In this work, we describe the development of a modular continuous flow platform to significantly expedite process chemistry development, enabling rapid and versatile reconfiguration for diverse reaction screening. The system seamlessly integrates various reactor types, including tubular plug flow reactors (PFR), plate reactors, and continuously stirred tank reactors (CSTR), alongside essential hardware components such as pumps, temperature control units, pressure sensors, and flow meters. A programmable logic controller (PLC) and a user-friendly, web-based human-machine interface (HMI) facilitate real-time monitoring and precise control of process parameters from any laboratory computer, while comprehensive data logging supports thorough post-experiment analysis and optimization.
The platform's exceptional versatility and speed were rigorously demonstrated through a series of practical applications. Initially, a proof-of-concept (POC) study was successfully conducted using a Corning Low flow reactor (Figure 1a.) in a PFR configuration, validating the system's core functionality. Subsequently, the platform was rapidly reconfigured, within a matter of days, to incorporate a Corning G1 SiC reactor (Figure 1b.), achieving a substantial 500g production run within a mere two hours. This significant achievement showcased the system's efficient scale-up capabilities and its potential for rapid production. Leveraging the produced material, the platform was further reconfigured into a CSTR (Figure 1c.) within two days, enabling comprehensive kinetic screening of a subsequent synthetic step. This rapid adaptability facilitated complete kinetic screening and POC for a complex continuous flow experiment within a single week, a timeframe that is traditionally associated with significantly longer development cycles in conventional process chemistry.

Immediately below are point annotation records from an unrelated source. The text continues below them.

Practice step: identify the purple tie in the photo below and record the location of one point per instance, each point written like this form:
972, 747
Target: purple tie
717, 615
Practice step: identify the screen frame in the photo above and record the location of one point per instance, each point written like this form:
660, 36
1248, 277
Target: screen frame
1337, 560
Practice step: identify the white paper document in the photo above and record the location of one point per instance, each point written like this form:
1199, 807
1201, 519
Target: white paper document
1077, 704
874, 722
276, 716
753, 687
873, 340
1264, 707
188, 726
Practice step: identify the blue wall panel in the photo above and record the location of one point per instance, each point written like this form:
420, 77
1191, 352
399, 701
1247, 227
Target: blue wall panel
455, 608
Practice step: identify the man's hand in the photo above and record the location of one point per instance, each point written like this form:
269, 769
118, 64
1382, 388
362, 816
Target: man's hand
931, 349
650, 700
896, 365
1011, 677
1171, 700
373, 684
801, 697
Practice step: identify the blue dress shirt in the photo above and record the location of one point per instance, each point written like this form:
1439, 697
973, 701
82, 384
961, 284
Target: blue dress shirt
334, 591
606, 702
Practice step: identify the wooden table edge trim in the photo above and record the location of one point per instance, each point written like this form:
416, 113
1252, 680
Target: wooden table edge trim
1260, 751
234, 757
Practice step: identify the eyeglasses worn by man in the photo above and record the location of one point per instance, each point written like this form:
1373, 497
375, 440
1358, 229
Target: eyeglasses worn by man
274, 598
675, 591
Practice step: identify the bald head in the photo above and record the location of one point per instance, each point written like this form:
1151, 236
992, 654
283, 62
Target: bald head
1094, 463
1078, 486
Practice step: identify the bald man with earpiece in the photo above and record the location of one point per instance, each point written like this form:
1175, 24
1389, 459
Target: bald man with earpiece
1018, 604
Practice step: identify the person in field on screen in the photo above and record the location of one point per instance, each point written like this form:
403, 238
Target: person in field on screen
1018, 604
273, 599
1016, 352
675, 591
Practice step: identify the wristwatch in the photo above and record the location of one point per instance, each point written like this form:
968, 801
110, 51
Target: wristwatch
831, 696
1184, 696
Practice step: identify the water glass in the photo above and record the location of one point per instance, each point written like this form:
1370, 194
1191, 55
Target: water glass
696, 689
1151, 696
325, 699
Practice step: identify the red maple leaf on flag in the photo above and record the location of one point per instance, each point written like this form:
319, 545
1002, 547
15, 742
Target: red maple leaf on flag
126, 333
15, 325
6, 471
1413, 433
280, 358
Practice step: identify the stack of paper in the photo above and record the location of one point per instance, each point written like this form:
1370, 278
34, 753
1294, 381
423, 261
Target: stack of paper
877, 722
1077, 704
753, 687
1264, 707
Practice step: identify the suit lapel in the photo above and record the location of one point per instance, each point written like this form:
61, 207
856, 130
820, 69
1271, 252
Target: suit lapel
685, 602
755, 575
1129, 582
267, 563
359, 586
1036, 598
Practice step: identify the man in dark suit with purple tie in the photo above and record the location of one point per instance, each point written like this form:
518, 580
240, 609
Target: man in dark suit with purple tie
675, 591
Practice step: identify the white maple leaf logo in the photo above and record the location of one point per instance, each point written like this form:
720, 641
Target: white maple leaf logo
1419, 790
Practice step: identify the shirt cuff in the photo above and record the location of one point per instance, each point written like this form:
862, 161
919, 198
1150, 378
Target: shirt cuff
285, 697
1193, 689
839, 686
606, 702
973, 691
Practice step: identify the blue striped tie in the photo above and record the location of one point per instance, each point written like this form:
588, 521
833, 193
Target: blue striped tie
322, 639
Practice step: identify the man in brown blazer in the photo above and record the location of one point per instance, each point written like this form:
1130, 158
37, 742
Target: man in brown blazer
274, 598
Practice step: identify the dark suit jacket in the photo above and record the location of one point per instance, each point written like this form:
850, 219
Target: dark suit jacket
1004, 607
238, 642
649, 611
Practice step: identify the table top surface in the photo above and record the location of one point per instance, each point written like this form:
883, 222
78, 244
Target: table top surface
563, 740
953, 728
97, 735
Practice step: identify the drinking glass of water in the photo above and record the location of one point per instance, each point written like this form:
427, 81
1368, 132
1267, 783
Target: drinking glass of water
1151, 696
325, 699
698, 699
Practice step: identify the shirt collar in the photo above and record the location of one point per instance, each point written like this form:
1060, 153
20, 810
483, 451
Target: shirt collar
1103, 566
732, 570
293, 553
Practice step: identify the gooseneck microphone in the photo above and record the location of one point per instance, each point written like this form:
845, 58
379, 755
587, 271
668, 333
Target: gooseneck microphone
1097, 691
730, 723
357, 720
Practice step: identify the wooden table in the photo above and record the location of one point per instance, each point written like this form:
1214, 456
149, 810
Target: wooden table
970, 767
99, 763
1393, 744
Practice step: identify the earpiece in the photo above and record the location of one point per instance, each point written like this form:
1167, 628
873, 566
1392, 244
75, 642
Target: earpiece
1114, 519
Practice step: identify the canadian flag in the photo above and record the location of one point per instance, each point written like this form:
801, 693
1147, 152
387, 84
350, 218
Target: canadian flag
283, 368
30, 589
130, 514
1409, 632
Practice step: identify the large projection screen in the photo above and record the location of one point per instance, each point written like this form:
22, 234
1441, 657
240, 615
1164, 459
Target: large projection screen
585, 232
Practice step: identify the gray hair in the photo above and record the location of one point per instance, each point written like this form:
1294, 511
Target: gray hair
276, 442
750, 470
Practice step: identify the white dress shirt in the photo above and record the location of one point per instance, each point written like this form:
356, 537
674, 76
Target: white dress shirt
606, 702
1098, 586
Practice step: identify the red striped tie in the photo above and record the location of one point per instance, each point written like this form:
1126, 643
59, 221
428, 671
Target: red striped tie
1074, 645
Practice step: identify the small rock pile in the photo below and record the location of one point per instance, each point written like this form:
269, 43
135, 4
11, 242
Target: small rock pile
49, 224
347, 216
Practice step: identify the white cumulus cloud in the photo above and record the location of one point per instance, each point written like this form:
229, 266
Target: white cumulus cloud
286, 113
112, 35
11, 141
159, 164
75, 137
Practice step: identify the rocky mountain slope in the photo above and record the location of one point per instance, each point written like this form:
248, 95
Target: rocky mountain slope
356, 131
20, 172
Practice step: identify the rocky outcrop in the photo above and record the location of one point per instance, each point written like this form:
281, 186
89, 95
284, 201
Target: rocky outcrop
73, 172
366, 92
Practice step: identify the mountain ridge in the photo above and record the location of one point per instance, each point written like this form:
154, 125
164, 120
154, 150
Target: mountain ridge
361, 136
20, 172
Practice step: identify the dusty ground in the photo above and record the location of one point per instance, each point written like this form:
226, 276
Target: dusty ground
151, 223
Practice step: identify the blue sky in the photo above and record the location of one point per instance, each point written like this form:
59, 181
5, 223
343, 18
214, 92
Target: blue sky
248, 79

This improved approach to modular continuous flow platform development represents a notable change in the speed and agility of process development and scale-up, particularly within the pharmaceutical industry. The ability to rapidly reconfigure and adapt the platform to different reactor types and reaction conditions significantly reduces development timelines, minimizes material consumption, and accelerates the transition from laboratory-scale experiments to pilot-scale production. This agility is crucial in the fast-paced pharmaceutical industry, where time-to-market is paramount. By streamlining process development and enabling rapid optimization, this modular platform will significantly impact how pharmaceutical companies develop and scale up chemical processes, ultimately leading to faster access to life-saving medications and improved manufacturing efficiency.